Les Fidji sous le prisme de la vulnérabilité
Aux îles Fidji, « le changement climatique noie les villages et les espoirs ». Le vocabulaire mobilisé dans nos médias donne le ton : « en danger », « submergées » par la montée des eaux, « terriblement vulnérables » face aux effets de la crise climatique, ces îles, situées dans l’ouest de l’océan Pacifique sud, qui « se battent pour leur survie » subissent cyclones, glissements de terrain et une élévation du niveau de la mer plus rapide encore que dans d’autres endroits du globe (WMO, 2021), mais aussi les impacts de ces différents phénomènes sur les cultures, les sources, la qualité de l’eau, les maladies… « Représentatives de l’injustice climatique »[1]Les pays pauvres et les individus pauvres sont les plus vulnérables aux impacts du changement climatique, alors que les pays et les individus riches contribuent de façon disproportionnée au changement climatique., elles seraient « l’un des pays les plus touchés, car parmi les plus exposés et les plus vulnérables », tout en étant l’un des pays les moins émetteurs de CO2 au monde (0,006% des émissions mondiales) : « les submersions marines détruisent les logements (…).

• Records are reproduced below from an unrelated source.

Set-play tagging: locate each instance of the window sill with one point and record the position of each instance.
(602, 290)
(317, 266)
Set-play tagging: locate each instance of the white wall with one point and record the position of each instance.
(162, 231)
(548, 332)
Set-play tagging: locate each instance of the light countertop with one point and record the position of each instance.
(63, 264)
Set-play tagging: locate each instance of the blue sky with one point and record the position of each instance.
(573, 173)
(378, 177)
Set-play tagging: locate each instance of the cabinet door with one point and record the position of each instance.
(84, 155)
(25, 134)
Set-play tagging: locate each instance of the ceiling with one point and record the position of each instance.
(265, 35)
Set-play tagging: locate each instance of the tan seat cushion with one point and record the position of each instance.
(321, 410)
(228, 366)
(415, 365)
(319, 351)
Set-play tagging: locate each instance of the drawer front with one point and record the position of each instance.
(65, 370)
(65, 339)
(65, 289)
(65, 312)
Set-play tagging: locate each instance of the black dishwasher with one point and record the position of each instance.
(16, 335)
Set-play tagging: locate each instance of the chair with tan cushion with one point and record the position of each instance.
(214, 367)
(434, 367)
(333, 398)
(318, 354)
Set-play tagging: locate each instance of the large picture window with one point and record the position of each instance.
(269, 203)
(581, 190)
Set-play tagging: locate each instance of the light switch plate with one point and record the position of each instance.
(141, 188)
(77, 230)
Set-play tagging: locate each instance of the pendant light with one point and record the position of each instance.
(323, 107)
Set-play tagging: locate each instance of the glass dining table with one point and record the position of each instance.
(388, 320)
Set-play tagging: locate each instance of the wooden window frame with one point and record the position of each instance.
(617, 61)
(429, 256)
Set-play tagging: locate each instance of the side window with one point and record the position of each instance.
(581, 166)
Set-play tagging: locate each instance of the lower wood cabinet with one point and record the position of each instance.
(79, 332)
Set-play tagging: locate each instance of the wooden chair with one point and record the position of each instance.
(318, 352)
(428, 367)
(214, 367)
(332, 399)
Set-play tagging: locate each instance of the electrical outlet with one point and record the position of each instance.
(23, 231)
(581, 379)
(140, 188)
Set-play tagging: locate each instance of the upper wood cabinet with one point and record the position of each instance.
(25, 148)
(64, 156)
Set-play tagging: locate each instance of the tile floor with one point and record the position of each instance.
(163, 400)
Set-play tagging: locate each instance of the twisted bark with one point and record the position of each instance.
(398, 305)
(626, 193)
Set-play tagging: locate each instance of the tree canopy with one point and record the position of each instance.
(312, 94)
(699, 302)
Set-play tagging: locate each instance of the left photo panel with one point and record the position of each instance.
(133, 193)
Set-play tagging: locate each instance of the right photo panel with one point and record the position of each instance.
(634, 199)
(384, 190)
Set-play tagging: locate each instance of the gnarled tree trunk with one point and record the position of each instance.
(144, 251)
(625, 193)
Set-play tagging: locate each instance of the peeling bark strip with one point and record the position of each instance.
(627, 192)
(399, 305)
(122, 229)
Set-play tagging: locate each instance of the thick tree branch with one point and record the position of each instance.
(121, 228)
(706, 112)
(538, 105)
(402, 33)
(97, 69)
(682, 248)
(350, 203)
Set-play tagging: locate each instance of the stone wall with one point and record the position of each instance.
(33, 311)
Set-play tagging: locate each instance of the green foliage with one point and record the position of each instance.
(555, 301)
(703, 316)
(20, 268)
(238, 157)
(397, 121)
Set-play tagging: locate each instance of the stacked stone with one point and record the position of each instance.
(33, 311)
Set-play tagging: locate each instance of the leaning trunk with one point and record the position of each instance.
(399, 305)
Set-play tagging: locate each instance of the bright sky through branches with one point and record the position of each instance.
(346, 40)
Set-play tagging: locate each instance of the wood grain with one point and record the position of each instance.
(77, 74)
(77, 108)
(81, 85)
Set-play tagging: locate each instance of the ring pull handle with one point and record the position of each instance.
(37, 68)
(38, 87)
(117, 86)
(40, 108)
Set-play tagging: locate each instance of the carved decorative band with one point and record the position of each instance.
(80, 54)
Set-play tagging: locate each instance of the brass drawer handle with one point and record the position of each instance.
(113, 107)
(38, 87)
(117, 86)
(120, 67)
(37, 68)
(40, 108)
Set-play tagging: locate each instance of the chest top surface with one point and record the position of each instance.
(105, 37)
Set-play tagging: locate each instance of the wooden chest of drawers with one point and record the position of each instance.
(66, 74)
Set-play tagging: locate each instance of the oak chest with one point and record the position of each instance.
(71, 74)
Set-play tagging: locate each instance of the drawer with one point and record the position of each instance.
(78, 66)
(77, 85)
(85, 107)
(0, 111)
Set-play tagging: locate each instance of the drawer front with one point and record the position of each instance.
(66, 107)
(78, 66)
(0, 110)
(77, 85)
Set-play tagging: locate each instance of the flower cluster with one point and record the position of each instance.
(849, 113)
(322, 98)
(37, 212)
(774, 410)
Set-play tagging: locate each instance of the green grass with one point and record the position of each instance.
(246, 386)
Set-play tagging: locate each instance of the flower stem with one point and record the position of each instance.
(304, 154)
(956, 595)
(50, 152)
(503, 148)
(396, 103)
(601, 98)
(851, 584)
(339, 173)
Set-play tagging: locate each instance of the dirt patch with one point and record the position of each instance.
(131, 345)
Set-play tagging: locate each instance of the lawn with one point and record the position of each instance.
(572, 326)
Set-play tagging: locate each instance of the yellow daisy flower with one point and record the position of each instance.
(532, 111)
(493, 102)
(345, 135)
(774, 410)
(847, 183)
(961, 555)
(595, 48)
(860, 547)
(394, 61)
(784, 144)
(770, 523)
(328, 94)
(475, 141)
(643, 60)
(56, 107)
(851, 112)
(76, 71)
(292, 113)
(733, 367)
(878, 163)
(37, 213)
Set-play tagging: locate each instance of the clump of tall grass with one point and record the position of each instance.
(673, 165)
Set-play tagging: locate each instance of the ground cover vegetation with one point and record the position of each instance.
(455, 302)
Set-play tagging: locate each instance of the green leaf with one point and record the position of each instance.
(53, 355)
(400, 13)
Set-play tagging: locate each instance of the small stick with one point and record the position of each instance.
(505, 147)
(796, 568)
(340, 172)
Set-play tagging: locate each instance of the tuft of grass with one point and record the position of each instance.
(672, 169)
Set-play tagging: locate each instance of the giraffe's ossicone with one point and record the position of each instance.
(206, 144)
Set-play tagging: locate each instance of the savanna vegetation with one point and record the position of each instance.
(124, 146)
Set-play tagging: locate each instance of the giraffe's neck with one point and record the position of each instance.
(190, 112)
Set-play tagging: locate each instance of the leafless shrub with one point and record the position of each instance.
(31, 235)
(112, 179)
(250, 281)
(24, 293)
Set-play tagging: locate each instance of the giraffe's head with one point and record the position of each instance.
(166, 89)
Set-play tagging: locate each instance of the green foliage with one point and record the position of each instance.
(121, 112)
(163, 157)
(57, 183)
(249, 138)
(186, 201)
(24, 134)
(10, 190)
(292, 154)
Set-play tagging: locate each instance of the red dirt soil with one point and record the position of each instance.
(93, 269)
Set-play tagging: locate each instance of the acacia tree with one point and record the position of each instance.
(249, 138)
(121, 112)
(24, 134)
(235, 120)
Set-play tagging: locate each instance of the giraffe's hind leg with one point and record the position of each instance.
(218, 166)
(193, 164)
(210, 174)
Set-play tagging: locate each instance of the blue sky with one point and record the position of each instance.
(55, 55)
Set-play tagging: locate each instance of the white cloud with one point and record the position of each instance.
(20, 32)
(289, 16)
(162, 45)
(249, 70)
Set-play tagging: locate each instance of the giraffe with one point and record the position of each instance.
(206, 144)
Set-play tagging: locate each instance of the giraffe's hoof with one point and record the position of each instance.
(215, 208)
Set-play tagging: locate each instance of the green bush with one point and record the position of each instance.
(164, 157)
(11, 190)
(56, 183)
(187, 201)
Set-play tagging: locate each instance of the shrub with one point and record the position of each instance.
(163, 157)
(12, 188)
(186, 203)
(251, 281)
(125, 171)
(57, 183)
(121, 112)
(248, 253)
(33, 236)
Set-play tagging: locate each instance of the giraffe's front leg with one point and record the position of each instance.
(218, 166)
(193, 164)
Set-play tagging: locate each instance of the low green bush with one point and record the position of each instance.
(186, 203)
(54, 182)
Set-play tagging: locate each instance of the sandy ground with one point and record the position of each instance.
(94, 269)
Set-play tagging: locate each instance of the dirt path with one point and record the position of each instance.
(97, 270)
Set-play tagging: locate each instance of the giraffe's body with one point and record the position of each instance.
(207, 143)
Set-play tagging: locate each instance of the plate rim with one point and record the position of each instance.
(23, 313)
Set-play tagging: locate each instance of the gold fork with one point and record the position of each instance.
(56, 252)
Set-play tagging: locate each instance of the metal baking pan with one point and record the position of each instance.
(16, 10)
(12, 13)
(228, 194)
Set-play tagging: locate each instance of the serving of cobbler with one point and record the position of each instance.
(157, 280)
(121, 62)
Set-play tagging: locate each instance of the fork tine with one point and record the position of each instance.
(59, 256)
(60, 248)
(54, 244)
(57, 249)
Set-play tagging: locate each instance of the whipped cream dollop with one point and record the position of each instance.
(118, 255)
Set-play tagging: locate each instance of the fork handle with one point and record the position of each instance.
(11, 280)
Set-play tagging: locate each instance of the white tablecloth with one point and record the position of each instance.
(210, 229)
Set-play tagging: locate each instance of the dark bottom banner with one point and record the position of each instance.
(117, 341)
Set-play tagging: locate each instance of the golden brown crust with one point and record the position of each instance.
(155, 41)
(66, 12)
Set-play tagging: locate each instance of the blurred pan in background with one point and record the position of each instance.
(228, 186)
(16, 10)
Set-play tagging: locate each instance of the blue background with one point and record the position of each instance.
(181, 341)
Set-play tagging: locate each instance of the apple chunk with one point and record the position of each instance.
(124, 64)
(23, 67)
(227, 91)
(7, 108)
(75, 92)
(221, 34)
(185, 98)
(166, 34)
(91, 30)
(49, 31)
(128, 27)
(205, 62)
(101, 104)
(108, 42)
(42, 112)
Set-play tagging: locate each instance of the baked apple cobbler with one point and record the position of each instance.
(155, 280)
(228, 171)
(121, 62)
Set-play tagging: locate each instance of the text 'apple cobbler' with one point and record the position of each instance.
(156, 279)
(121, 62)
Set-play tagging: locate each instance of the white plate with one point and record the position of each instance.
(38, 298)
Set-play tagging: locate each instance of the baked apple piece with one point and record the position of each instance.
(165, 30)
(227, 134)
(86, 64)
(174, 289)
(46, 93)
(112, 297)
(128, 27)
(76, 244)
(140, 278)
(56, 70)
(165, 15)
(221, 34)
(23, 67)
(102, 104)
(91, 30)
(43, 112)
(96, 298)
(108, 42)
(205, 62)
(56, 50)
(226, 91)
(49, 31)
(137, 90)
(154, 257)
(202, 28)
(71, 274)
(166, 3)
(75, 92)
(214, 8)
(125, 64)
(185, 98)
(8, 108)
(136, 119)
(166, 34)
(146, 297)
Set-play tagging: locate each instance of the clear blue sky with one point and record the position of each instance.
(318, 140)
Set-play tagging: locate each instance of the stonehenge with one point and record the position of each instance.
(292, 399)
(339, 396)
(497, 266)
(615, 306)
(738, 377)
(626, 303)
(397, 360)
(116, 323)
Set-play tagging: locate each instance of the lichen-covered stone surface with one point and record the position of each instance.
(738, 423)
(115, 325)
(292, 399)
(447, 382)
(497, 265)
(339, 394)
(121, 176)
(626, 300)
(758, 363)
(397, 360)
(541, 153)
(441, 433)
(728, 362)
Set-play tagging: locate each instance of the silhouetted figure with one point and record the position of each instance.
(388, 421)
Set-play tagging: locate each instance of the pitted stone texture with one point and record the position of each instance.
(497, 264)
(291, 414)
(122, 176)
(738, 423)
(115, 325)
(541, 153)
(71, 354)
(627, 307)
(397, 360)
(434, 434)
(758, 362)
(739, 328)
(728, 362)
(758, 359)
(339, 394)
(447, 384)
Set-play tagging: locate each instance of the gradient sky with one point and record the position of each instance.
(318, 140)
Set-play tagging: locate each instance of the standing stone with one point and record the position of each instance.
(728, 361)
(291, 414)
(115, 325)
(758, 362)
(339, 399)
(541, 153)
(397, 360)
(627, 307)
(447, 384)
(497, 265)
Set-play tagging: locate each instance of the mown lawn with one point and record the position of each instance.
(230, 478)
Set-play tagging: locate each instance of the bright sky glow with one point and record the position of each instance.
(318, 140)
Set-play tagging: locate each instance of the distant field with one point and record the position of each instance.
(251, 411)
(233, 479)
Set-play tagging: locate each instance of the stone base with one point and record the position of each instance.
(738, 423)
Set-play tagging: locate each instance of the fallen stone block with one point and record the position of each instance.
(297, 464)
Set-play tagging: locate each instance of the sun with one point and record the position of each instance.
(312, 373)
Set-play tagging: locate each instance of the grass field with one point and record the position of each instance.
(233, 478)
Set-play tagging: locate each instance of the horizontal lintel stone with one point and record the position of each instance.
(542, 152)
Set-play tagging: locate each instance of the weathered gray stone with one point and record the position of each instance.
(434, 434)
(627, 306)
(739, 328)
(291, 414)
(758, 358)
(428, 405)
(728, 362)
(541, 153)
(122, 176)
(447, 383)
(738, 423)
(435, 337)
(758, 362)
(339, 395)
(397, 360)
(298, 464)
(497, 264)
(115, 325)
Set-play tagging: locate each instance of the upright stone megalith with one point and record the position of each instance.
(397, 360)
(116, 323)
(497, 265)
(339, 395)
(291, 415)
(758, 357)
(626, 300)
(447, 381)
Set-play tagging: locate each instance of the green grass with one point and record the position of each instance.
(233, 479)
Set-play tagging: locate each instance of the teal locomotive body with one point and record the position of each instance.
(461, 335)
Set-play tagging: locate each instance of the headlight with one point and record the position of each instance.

Les cyclones devraient diminuer en fréquence, mais augmenter en intensité, provoquant des dégâts plus importants. L’acidification des océans, due à l’augmentation de la concentration de CO2, met en péril les récifs coralliens, qui pourraient intégralement disparaître à partir d’un réchauffement de +2°C. Cela menace l’une des sources de subsistance d’une partie de la population, qui se nourrit grâce à la pêche des nombreuses espèces de poissons vivant dans ces écosystèmes fragiles » (Giaccone, 2020).
70% des 900 000 Fidjien·ne·s habitant à moins de 5 km du front de mer, des stratégies d’adaptation telles que la plantation de mangroves, la construction de digues et la relocalisation des populations sont déjà à l’ordre du jour. À terme, des centaines de communes pourraient être concernées. Des dizaines de villages semblent déjà menacés. Mais l’adaptation est laborieuse : des facteurs politiques, financiers, techniques et culturels rendent la tâche particulièrement complexe. Des études relèvent des freins culturels face aux stratégies d’adaptation et le fait que les autorités semblent ne pas toujours tenir compte de l’attachement des Fidjien·ne·s à la terre, à leurs ancêtres, à leur communauté, de leur perception culturelle des changements climatiques, ou encore des systèmes fonciers hérités des institutions coloniales (Giaccone 2020 ; Bertana, 2029 et 2020).
« Je suis parce que nous sommes »
Jeune réalisateur engagé, passé par l’Institut des Arts de Diffusion, détenteur d’un master d’assistant réalisateur et d’un master 1 en cinéma de fiction, c’est en 2017, à la Conférence de la jeunesse organisée à Bonn en parallèle de la COP23, qu’Adrien Berlandi rencontre, aux côtés de la FUCID, la délégation fidjienne organisatrice de la COP23. Il témoigne : « Ce fut une rencontre bouleversante ! Alors que j'étais déjà sensibilisé à l'écologie, j'avais devant moi les premières victimes de cette crise climatique, et je ne connaissais ni leur pays ni leurs problématiques. Une rencontre marquante, indicible qui a fait naître un engagement : mettre en images ces récits, donner une voix, une représentation des États insulaires du Pacifique très peu médiatisés en Occident. Ça a été le point de départ de mon écriture de film ».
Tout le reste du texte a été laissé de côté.